1 August, 2003 — Over 4,000 Palestinian political prisoners have just begun a hunger strike in Israeli jails including Shutah, Askalan, Majido, Ofer, and Nefah. A man being held without charge called yesterday from Nefah saying, “The Israeli Administration is treating us very badly.” He details human rights abuses, and adds quietly, “And sometimes they aren’t letting us go to the bathroom.”
Yesterday Israeli soldiers and police attacked Palestinians in Askalan Prison with tear gas and concussion grenades. Basim Sbeih of the Palestinian Prisoners Society tells us, “Over 100 are injured from the gas and from being beaten. The hunger strike is because of this, to improve the conditions.” The capacity in Israeli prisons for Palestinians is 1,100. Estimates of the number of Palestinians currently in Israeli prisons range from 8,000 to 10,000.
Al-Jazeera estimates 10,000, but reports that exact statistics remain unavailable from Israeli sources because the number changes everyday. More are taken everyday in midnight raids or round-ups. At least 6,000 of the Palestinian political prisoners are being held without charges, others imprisoned after trials which relied on “secret” evidence and pre-ordained guilty verdicts. Two-hundred of the prisoners are kids.
PM Abbas (Abu Mazen) is reportedly in a difficult position as he sold the idea of a cease in Palestinian military activity to Hamas and Jihad with Sharon’s promises of prisoner release. History proves Sharon is not a man of his word, and many view Israeli attacks on prisoners, and continued attacks on Palestinians throughout the West Bank and Gaza Strip, as an attempt to force Palestinians to denounce the cease-fire. As of yet, Israel has not honored Road Map points, as it did not honor the Oslo Accords. Before Oslo the Palestinian prisoner population was 450, the release of whom was negotiated. Some remain in prison to this day.
The hunger strike also comes after continued IOF attacks on Palestinians throughout the West Bank and Gaza Strip.
Several Palestinian journalists have been advised that Israeli Defense Minister Moufaz has put the Israeli army on alert. He is reportedly telling them to be ready for one of the biggest IOF attacks on Palestinians yet, as he predicts the Palestinian end of the cease-fire will not last through the month of September. He is seemingly unconcerned that the Israeli end of the cease-fire has failed to begin.
An 11 year-old girl remains hospitalized after Israeli soldiers shot her in the Gaza Strip.
In the West Bank, after the much advertised removal of a few checkpoints, the IOF has replaced them with several new checkpoints and movable jeep roadblocks which serve the same purpose of disallowing Palestinian freedom of movement within the West Bank. The major checkpoint between Ramallah and Birzeit village has been reinstalled as of yesterday.

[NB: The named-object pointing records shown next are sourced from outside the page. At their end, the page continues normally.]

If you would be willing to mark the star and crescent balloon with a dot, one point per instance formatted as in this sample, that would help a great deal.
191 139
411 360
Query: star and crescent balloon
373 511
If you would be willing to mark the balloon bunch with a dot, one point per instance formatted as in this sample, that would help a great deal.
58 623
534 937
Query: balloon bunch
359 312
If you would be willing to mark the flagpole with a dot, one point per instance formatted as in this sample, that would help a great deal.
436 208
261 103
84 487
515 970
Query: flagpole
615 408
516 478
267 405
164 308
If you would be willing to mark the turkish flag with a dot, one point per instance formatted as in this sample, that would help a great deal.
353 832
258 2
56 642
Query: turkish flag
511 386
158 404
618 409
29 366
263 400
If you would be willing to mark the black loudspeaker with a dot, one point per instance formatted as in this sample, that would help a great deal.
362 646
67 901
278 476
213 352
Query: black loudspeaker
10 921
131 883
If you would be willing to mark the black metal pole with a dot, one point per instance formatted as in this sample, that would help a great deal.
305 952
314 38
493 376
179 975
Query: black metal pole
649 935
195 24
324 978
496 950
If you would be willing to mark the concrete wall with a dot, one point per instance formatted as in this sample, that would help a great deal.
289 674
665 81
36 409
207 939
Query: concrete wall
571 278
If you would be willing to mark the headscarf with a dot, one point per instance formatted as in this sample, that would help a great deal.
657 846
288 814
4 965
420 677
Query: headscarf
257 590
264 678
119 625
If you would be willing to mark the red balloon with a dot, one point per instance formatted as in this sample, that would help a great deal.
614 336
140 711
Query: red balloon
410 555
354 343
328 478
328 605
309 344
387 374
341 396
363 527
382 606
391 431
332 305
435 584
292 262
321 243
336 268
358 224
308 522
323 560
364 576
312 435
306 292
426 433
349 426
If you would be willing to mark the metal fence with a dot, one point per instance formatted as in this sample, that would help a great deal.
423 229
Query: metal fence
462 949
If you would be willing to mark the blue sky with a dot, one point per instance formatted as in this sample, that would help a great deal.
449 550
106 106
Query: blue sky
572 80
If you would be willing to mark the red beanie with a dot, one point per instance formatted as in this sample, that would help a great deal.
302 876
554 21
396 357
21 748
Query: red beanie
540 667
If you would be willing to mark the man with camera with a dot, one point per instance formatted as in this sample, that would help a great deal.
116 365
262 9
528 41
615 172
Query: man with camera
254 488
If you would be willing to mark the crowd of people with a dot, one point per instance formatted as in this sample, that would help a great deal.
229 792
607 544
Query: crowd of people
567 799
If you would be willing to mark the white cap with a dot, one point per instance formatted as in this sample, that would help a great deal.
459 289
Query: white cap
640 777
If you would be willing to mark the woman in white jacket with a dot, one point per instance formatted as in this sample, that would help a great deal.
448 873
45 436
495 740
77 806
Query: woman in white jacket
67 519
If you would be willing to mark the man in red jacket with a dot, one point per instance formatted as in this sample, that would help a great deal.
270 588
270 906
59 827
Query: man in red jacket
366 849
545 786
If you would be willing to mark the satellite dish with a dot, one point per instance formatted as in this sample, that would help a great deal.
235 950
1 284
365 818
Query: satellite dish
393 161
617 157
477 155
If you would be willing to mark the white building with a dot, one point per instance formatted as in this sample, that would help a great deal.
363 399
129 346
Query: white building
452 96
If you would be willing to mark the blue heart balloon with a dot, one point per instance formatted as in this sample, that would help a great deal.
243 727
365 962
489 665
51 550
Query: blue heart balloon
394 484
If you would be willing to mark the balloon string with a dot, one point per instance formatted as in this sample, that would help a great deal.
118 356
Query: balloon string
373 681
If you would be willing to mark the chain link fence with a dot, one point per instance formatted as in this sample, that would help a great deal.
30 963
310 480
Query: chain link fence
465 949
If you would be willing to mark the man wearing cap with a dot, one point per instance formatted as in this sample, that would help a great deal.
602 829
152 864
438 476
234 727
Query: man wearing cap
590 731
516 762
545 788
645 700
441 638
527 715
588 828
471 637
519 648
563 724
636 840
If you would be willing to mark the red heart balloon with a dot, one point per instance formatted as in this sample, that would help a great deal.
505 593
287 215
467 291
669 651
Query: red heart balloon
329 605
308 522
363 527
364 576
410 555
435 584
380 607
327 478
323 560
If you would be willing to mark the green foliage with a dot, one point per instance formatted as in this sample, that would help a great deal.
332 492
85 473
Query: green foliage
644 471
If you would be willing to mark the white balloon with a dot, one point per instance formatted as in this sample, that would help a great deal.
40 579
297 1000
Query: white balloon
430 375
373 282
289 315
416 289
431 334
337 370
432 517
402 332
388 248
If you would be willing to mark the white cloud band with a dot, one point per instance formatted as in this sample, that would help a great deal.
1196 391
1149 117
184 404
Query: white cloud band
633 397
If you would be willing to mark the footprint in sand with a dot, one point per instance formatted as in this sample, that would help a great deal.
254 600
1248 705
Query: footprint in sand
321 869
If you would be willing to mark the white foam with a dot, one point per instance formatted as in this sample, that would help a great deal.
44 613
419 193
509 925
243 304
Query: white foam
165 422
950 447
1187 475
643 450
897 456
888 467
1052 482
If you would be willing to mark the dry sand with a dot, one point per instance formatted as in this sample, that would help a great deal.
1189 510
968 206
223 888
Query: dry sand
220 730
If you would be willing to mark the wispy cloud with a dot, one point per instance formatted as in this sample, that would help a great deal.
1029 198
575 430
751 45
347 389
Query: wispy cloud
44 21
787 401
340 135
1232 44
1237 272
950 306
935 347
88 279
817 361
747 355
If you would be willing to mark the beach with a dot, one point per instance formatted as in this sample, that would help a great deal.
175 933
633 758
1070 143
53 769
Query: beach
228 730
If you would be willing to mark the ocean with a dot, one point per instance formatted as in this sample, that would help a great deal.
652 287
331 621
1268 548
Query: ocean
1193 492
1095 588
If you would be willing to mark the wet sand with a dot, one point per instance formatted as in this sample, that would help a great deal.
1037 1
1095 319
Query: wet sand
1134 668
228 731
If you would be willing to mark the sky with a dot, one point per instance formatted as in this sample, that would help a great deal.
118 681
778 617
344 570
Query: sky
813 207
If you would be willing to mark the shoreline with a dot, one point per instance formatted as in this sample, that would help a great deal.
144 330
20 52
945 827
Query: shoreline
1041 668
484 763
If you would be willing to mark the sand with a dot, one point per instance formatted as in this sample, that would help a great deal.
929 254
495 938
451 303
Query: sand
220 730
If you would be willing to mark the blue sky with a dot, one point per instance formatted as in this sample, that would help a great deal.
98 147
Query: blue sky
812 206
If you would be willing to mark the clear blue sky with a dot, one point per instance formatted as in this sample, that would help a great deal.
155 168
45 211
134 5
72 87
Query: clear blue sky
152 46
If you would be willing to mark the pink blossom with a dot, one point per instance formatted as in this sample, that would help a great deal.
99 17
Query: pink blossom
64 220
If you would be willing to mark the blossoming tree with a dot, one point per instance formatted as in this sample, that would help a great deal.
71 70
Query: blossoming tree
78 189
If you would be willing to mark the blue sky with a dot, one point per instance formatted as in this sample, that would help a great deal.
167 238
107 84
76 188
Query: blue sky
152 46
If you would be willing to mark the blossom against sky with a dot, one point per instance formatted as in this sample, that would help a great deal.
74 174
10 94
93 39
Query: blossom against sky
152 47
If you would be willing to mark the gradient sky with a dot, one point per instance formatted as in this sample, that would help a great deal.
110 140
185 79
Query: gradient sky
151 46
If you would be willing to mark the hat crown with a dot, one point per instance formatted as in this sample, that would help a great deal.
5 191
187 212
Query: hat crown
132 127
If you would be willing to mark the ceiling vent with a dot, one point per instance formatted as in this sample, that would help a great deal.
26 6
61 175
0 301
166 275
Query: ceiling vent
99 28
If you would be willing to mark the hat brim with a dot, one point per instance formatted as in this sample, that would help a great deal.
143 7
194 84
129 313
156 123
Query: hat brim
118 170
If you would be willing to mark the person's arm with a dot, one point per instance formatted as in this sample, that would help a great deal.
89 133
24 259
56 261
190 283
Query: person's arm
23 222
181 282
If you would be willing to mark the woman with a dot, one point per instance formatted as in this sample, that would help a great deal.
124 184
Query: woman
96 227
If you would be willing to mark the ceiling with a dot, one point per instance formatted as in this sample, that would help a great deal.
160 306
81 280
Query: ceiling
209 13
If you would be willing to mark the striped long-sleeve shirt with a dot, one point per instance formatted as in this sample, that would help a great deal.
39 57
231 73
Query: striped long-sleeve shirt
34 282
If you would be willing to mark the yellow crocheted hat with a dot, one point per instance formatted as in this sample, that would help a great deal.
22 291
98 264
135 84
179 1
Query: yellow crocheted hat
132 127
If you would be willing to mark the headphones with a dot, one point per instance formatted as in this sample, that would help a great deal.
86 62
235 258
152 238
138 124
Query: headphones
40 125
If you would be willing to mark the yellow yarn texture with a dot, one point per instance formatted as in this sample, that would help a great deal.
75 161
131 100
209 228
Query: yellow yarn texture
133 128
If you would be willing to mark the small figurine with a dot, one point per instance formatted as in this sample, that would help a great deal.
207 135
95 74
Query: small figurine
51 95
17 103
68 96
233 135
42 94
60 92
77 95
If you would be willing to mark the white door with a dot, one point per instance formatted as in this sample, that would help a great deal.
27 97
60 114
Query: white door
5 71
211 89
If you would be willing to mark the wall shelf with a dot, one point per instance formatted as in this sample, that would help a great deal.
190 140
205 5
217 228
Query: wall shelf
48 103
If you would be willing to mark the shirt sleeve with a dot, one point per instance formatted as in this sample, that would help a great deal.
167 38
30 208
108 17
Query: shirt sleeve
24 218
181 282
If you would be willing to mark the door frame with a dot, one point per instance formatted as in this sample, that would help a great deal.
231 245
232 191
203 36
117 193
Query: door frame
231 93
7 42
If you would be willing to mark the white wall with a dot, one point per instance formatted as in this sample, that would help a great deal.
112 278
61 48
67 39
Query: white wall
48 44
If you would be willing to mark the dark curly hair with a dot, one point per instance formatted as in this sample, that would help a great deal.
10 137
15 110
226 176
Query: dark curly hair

Israeli soldiers tortured a 31 year-old Palestinian man after taking him from Qalandiya checkpoint leaving Ramallah. He remains in the hospital covered in bruised and suffering from broken bones and cigarette burns. This treatment is similar to IOF torture of Palestinian men taken from Jenin Camp last April to the Salem military base where they were generally held for three days, tortured, and released in their underwear near the towns of Taibe and Romani.
The IOF took four journalists from the Al-Ayya newspaper in Ramallah, and also detained Al-Jazeera’s Ali Samoudi outside of Jenin. Israeli press cards, required for all foreign press, are being denied to any journalist working for an outlet, according to the Israeli Government Press Office that, “does not fit our criteria.” Not even the BBC fits their criteria.
Settlement building is going on unobstructed, as it construction of the apartheid wall, arrests and midnight raids. Just last night, the IOF took 25 people from their homes in two villages outside of Bethlehem. These two villages are in the path of Israel’s construction of this section of the apartheid wall.
Kristen Ess is an independent journalist in the West Bank and Gaza Strip. Nada Khair is a journalist in the West Bank.